After doing commercials for Campbell's Soup on several shows that he announced, Sharbutt became more closely associated with Campbell's as a company spokesman. His obituary in the Los Angeles Times noted, "He voiced the commercials, touting the soups as 'Mmm-mm-good,'" a slogan that he created.

==Music==

Sharbutt's obituary in the LA Times noted, "A musician as well, Sharbutt played sax, clarinet, piano, and organ, and was a songwriter. Among his credits are the theme for the television comedy series The Bob Cummings Show and the early-1950s ditty
'
"A Romantic Guy, I". He also wrote "The Kitten with the Big Green Eyes", "I'd Love To", "Silver and Gold", "The Nickel Serenade", "I Can't Hold a Dream in My Arms", and "My Love" "Silver and Gold", which Sharbutt wrote with Bob Crosby and Henry Prichard, was part of the sound track of the 2013 movie 20 Feet from Stardom.

==Alcohol recovery efforts==

During the last 26 years of his life, after he retired, Sharbutt became "known for his untiring work in alcohol recovery programs." An Associated Press story in 1977 mentioned him as one of 24 prominent people who "came out of the closet" in an attempt to encourage other alcoholics to seek help. In a 1978 interview with his journalist son, Jay, Sharbutt said that his family physician diagnosed him as an alcoholic in 1955. Sharbutt recalled, "I said, 'That's an awful thing to say to a friend.' He said, 'That's a diagnosis, not a put-down. It is a killer disease.'"

In the interview, Sharbutt said that before the diagnosis, "My drinking was getting out of control. I nearly drank myself to death trying to have fun. I knew it was not the real me. I was now drinking just to stay even, to function, survive, not to get high or have fun. But I still did it after work. I did hundreds of shows with hangovers." After his doctor intervened, Sharbutt was helped by some of the doctor's patients who were recovered alcoholics. Sharbutt said, "It was my association with these recovered alcoholics that enabled me to stop drinking nearly 24 years ago. My greatest joy since has been trying to help other practicing alcoholics do what I've done."

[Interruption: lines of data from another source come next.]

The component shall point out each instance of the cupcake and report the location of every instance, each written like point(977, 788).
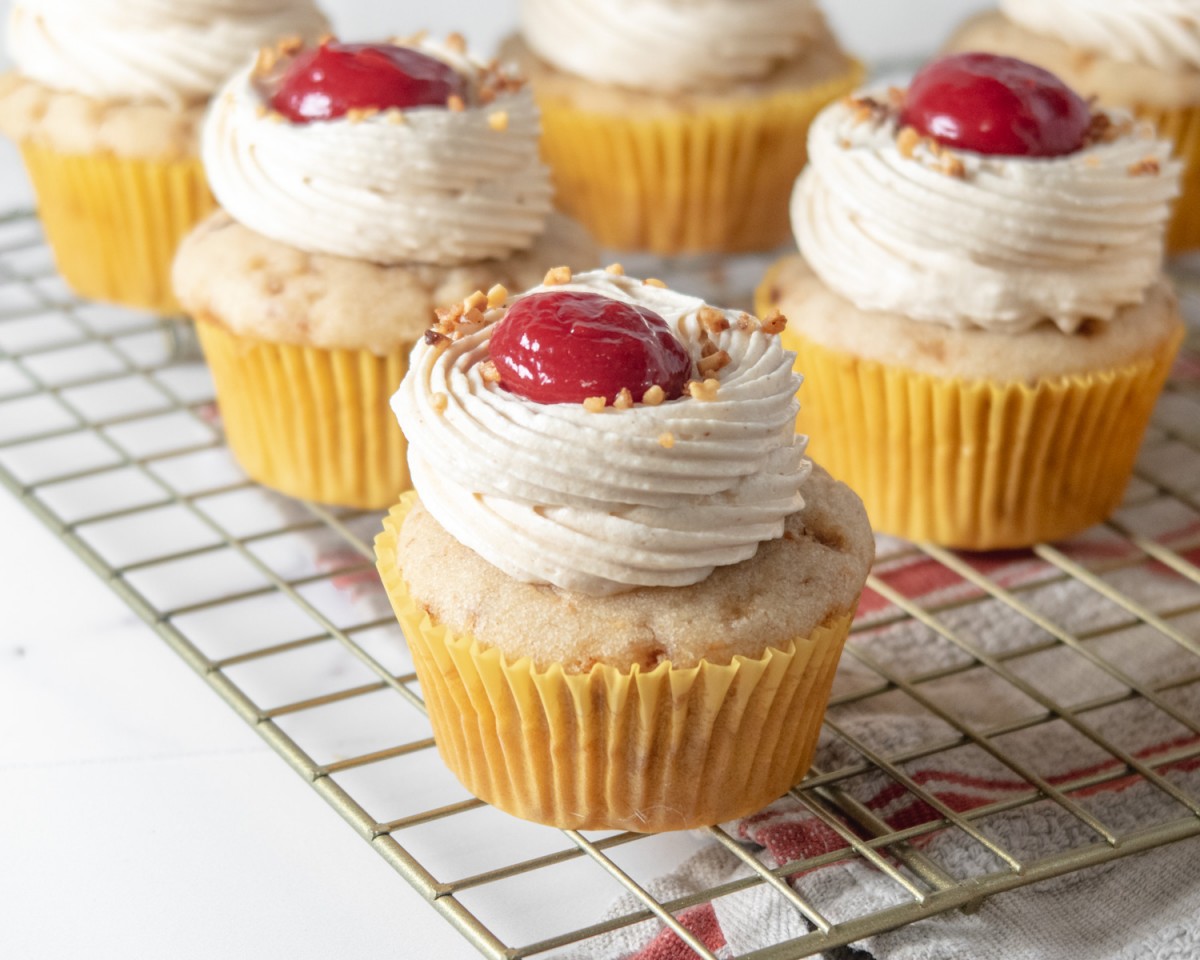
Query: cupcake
point(106, 106)
point(678, 127)
point(363, 187)
point(1138, 54)
point(624, 588)
point(981, 304)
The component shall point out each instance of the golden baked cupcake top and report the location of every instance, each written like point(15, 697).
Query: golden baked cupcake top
point(953, 232)
point(646, 448)
point(411, 151)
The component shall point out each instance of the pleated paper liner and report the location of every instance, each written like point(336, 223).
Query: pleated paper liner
point(640, 750)
point(114, 222)
point(711, 180)
point(1182, 126)
point(307, 421)
point(977, 465)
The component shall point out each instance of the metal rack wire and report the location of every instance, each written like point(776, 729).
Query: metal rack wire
point(109, 436)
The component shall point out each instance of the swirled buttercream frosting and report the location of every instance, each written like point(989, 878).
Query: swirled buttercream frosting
point(669, 45)
point(420, 185)
point(1162, 34)
point(173, 52)
point(895, 222)
point(599, 502)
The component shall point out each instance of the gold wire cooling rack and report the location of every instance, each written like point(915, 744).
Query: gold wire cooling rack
point(996, 663)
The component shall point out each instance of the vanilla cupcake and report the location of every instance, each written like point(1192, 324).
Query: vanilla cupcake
point(624, 587)
point(1139, 54)
point(984, 322)
point(401, 178)
point(678, 127)
point(106, 106)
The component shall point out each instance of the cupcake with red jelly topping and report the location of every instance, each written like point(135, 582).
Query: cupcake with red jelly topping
point(363, 187)
point(678, 126)
point(1143, 55)
point(981, 301)
point(624, 587)
point(106, 105)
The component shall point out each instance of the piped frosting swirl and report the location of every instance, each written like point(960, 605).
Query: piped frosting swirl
point(611, 501)
point(423, 185)
point(894, 222)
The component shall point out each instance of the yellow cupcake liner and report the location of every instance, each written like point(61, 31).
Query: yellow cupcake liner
point(114, 222)
point(307, 421)
point(1182, 126)
point(642, 750)
point(972, 463)
point(714, 179)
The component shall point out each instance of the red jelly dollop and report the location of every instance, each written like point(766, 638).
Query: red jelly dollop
point(567, 347)
point(335, 78)
point(996, 105)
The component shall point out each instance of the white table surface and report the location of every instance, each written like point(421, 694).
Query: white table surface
point(147, 820)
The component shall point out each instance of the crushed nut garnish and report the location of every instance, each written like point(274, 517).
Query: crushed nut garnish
point(1145, 167)
point(906, 142)
point(654, 396)
point(497, 295)
point(712, 319)
point(774, 323)
point(714, 364)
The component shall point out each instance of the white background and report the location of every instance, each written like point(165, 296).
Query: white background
point(184, 837)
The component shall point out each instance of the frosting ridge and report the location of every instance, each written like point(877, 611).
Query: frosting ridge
point(669, 45)
point(893, 222)
point(172, 52)
point(1163, 34)
point(597, 502)
point(424, 185)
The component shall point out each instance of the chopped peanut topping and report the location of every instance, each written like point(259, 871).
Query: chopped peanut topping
point(907, 141)
point(497, 295)
point(712, 319)
point(712, 365)
point(774, 323)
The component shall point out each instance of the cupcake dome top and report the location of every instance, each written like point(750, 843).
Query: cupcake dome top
point(669, 46)
point(171, 52)
point(445, 181)
point(599, 497)
point(1162, 34)
point(895, 220)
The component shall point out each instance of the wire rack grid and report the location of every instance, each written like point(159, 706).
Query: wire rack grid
point(1089, 649)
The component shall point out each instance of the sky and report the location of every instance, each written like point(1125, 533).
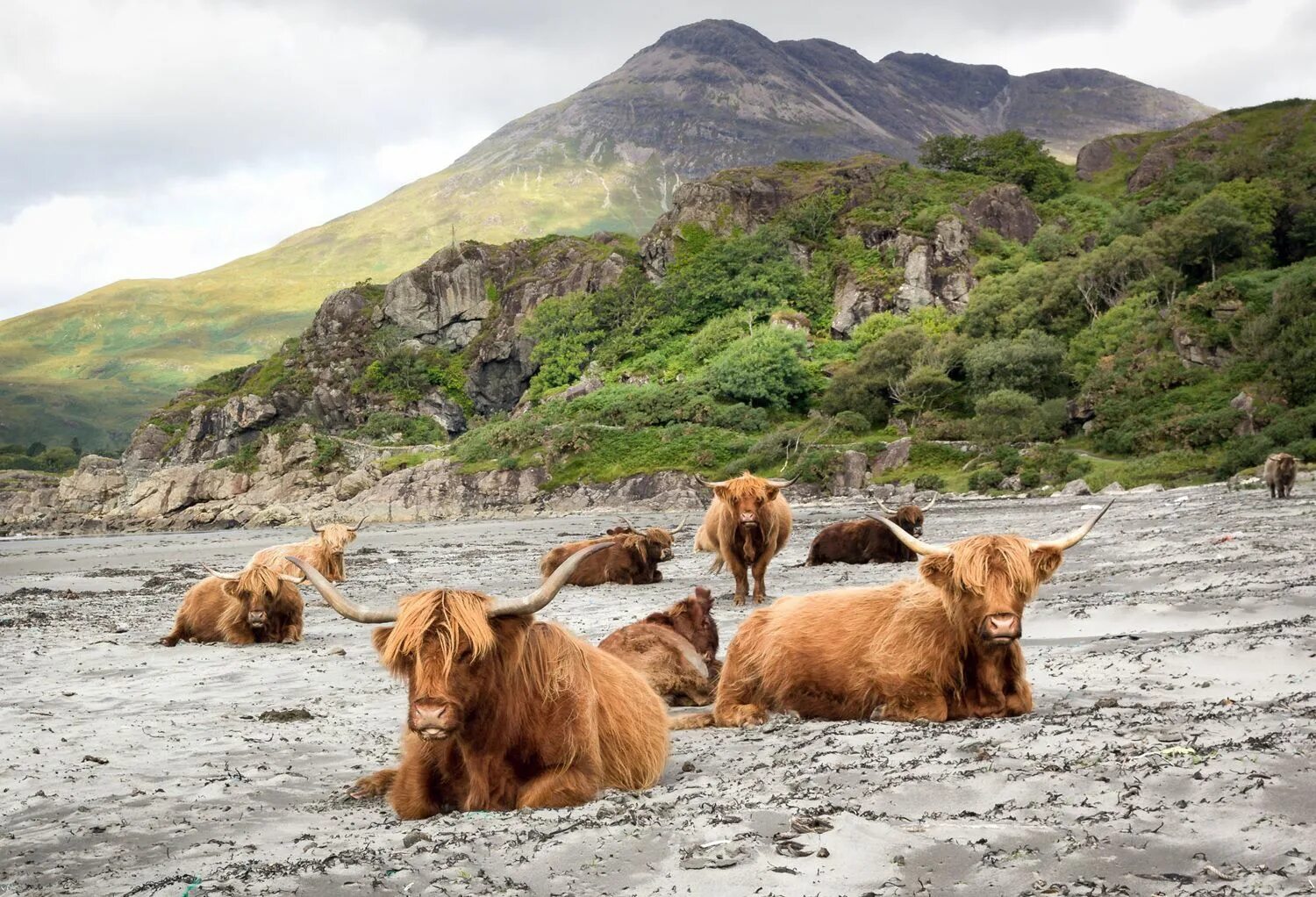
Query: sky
point(162, 137)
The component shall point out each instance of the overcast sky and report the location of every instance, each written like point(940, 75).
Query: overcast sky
point(161, 137)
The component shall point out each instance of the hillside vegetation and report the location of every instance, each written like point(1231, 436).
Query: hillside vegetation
point(1160, 326)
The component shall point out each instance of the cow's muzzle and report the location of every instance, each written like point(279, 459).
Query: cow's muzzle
point(433, 722)
point(1000, 628)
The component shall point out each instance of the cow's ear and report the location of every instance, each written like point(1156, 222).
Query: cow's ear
point(1047, 562)
point(937, 570)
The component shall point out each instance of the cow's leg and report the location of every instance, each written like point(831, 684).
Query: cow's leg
point(741, 578)
point(558, 786)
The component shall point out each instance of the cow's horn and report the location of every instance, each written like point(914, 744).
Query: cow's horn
point(916, 546)
point(221, 576)
point(1071, 538)
point(353, 612)
point(540, 599)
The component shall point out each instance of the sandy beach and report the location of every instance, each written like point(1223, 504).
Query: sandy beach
point(1173, 749)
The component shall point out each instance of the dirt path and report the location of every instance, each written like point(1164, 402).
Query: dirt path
point(1173, 750)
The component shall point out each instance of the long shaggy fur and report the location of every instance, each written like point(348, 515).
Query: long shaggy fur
point(739, 546)
point(911, 649)
point(542, 718)
point(323, 552)
point(216, 610)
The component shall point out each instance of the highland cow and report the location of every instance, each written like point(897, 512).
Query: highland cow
point(324, 552)
point(1279, 475)
point(944, 646)
point(747, 525)
point(632, 557)
point(674, 649)
point(505, 712)
point(257, 605)
point(868, 542)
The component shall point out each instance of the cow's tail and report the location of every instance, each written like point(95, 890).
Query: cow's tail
point(681, 722)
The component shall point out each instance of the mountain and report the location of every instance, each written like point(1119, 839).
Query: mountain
point(705, 97)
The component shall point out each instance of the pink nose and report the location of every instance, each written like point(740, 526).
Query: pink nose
point(432, 720)
point(1002, 626)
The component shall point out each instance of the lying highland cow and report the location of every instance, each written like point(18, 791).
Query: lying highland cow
point(674, 649)
point(868, 542)
point(944, 646)
point(632, 556)
point(254, 606)
point(747, 525)
point(505, 712)
point(1279, 475)
point(324, 552)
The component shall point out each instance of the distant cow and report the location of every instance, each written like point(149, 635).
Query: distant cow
point(942, 646)
point(505, 712)
point(1279, 475)
point(632, 556)
point(747, 525)
point(254, 606)
point(674, 649)
point(868, 542)
point(324, 552)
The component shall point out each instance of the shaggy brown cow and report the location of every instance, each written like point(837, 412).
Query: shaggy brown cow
point(505, 712)
point(632, 557)
point(747, 523)
point(940, 647)
point(324, 552)
point(257, 605)
point(868, 542)
point(1279, 475)
point(674, 649)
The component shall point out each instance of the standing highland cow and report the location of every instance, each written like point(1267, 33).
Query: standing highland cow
point(944, 646)
point(505, 712)
point(324, 552)
point(747, 525)
point(1279, 475)
point(255, 605)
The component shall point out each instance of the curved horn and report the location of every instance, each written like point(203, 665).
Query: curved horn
point(1071, 538)
point(916, 546)
point(353, 612)
point(547, 591)
point(221, 576)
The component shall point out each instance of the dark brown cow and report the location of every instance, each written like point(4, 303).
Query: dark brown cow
point(747, 525)
point(632, 556)
point(504, 712)
point(868, 542)
point(674, 649)
point(254, 606)
point(1279, 475)
point(944, 646)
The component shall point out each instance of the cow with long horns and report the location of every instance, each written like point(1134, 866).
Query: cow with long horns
point(632, 556)
point(252, 606)
point(505, 712)
point(944, 646)
point(747, 525)
point(868, 542)
point(324, 552)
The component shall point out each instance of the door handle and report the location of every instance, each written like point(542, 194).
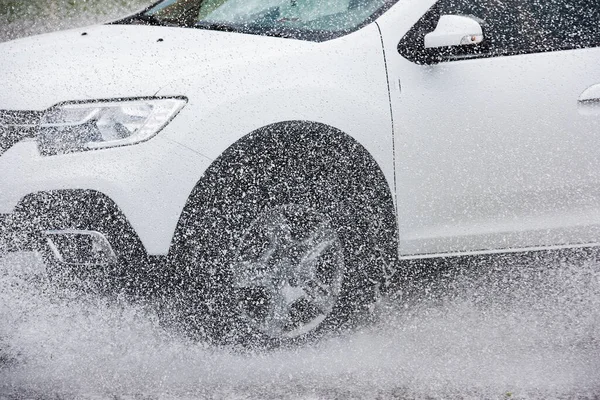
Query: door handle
point(590, 95)
point(589, 101)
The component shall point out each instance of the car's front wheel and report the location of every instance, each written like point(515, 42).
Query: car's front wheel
point(285, 242)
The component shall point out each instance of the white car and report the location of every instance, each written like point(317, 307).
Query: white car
point(282, 155)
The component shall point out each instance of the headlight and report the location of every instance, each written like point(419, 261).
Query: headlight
point(71, 127)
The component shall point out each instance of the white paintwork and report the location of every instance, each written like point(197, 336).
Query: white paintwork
point(454, 30)
point(230, 80)
point(490, 155)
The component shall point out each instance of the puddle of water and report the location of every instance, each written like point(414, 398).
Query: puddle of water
point(507, 331)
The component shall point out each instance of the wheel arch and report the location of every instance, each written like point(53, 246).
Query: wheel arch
point(285, 140)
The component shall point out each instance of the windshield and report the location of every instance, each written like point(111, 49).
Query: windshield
point(302, 19)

Much of Sharbutt's work in that regard was focused around Palm Desert, California, where his wife and he moved after he retired. Rank wrote, "Del and Dr. Joe Cruse ... started an educational program on alcoholism at Eisenhower Medical Center called 'The Alcohol Awareness Hour.' It featured locally and nationally known recovering alcoholics who gave talks and answered questions on the disease." Sharbutt produced a program, "Jazz Without Booze", that featured recovering jazz musicians, singers, and others. The show was produced for 17 years and always sold out the first day tickets were available. Proceeds went to the volunteer program of the Eisenhower Medical Center.

Sharbutt and his wife (known professionally as Meri Bell), played integral roles in encouraging former First Lady Betty Ford to establish the Betty Ford Center. Bell was Ford's sponsor in Alcoholics Anonymous. Ford's obituary in USA Today related developments after she received hospital treatment for recovering alcoholics: Ford was encouraged to help other drug and alcohol addicts as part of her therapy, but Bell's husband, the late Del Sharbutt, Eisenhower [Medical Center] board President John Sinn and Chairwoman Dolores Hope sought to integrally involve the Fords in their medical center. "After she got out of treatment," Sharbutt told The Desert Sun in the 1990s, "Dolores [Hope] called her and said, 'You're the new kid on the block. Do you see anything around here that we're not doing that we ought to be doing?' Betty spoke right up and said, 'Yes, you don't have a program for alcoholism or chemical dependency.'"

==Family==

Sharbutt was married to Mary C. Balsley, who sang professionally as Meri Bell. They had two sons, Jay Sharbutt and Bill Sharbutt, and a daughter, M.D. Ridge.